The smart guys at their desks and briefing rooms in Washington are no doubt mapping out the next carefully measured response. Right now, Secretary Antony Blinken, on his fifth mission to the region since the outbreak of the war in Gaza, talked in Saudi Arabia about a deal for a ceasefire and release of hostages kidnapped by Hamas.
Then he was off to Cairo and Doha, the capital of Qatar — de facto headquarters of Hamas, the cruelest of all the terrorist groups. No, he didn’t sit down with Hamas leaders and ask them about their barbaric attack on southern Israel four months ago, but he’s hoping Qatari leaders, while glad to host 8,000 or so Americans on a little-known air base, would broker a deal for freeing some of the hostages.
Still, the war drags on.
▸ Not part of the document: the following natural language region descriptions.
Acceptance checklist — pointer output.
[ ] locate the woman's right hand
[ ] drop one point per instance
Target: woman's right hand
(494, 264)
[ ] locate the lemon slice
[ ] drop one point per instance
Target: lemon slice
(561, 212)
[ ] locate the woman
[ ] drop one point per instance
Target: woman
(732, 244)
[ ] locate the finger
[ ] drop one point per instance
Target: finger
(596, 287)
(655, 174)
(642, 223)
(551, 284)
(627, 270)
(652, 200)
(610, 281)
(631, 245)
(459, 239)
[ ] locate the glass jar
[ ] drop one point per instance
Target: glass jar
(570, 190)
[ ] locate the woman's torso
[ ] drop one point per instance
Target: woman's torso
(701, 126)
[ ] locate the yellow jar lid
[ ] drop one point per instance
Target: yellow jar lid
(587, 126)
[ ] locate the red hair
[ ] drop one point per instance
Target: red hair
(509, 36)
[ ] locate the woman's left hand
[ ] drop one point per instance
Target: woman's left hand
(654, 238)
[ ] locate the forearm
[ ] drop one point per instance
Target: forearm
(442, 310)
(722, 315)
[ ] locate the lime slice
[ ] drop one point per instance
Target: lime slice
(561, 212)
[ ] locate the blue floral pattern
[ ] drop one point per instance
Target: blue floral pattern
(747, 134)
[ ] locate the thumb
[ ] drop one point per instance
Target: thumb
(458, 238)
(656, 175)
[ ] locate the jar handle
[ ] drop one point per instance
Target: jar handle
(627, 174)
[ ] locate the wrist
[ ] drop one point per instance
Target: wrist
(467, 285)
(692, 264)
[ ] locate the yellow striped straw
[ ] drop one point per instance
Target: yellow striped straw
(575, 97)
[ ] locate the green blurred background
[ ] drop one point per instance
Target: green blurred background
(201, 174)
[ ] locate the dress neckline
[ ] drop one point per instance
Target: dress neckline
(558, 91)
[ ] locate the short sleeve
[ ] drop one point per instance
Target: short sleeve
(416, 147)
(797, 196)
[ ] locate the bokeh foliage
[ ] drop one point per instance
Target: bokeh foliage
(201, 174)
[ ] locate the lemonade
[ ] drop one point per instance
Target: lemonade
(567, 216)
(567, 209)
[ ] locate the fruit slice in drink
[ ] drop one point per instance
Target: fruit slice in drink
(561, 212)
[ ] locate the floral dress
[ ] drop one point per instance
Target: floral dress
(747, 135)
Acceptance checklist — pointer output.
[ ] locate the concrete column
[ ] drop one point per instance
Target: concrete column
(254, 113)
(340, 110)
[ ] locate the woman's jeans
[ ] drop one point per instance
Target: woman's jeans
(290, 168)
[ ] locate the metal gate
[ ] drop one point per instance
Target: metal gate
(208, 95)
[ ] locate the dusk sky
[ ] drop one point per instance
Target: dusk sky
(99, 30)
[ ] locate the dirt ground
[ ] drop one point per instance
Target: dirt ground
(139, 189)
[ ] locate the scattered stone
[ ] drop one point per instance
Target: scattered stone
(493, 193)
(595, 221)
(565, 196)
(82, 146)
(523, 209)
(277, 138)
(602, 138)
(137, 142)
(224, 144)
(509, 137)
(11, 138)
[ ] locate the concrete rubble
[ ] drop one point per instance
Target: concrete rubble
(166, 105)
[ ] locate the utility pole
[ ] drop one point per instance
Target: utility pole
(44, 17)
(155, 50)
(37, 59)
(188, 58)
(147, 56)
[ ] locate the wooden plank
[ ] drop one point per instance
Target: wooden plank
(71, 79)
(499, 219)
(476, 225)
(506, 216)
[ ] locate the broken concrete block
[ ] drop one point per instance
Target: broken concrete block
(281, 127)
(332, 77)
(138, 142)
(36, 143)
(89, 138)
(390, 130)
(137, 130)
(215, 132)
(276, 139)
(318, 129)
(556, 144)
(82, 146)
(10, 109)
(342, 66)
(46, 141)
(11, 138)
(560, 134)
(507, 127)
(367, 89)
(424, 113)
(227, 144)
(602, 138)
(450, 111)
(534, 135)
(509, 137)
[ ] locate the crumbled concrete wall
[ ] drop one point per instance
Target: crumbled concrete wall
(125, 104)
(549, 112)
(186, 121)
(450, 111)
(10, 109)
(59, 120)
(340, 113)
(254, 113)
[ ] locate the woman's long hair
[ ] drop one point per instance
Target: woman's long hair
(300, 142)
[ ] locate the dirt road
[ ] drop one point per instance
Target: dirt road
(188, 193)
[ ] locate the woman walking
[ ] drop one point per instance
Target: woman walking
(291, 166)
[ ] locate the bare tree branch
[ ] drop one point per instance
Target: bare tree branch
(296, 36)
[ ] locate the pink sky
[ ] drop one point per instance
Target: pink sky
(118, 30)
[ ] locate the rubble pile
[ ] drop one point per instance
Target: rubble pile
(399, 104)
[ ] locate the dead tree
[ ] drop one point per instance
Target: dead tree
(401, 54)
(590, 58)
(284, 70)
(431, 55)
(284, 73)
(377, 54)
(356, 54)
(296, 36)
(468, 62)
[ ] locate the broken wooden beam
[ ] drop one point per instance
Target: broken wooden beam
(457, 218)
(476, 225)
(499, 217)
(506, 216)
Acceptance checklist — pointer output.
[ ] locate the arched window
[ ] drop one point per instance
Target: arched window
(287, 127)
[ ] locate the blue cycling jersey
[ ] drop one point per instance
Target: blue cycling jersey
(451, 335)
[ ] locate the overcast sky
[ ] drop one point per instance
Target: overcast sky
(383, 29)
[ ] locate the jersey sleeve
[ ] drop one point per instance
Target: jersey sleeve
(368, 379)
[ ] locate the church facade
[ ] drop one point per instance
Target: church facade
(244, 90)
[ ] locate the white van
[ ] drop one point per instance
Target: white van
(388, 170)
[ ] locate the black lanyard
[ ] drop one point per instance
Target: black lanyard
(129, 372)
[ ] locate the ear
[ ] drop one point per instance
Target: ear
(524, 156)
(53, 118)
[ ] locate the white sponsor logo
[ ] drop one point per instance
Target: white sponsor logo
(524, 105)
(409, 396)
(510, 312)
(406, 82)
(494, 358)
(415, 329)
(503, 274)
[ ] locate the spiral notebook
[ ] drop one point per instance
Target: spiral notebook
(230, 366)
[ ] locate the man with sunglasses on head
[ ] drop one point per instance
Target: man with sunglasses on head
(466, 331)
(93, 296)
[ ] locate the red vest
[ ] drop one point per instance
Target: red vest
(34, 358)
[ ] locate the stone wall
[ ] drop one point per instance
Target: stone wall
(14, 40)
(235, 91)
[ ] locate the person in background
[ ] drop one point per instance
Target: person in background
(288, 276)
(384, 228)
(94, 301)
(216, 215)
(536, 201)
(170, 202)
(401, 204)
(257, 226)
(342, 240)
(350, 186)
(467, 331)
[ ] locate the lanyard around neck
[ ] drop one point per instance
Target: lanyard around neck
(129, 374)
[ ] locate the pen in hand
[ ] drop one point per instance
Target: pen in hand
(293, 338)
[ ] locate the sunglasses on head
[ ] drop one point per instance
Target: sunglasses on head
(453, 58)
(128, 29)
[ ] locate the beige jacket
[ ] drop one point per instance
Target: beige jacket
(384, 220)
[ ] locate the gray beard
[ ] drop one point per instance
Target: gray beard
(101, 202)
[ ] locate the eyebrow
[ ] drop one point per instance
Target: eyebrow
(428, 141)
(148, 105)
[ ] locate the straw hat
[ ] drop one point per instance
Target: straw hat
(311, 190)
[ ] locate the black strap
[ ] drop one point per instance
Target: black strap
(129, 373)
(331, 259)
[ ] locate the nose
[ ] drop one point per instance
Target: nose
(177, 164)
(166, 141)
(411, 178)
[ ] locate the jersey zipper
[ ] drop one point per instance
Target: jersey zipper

Hamas won’t give up, and the Israeli Defense Forces will keep trying to destroy them. The Americans haven’t come up with the formula to stop the bloodletting. Iran will sponsor Hamas and every known terrorist group while the smart guys stare at their maps and intel reports, looking for prescriptions short of the “wider war” they are afraid might engulf the whole region.
Donald Kirk has been a journalist for more than 60 years, focusing much of his career on conflict in Asia and the Middle East, including as a correspondent for the Washington Star and Chicago Tribune. He is currently a freelance correspondent covering North and South Korea, and is the author of several books about Asian affairs.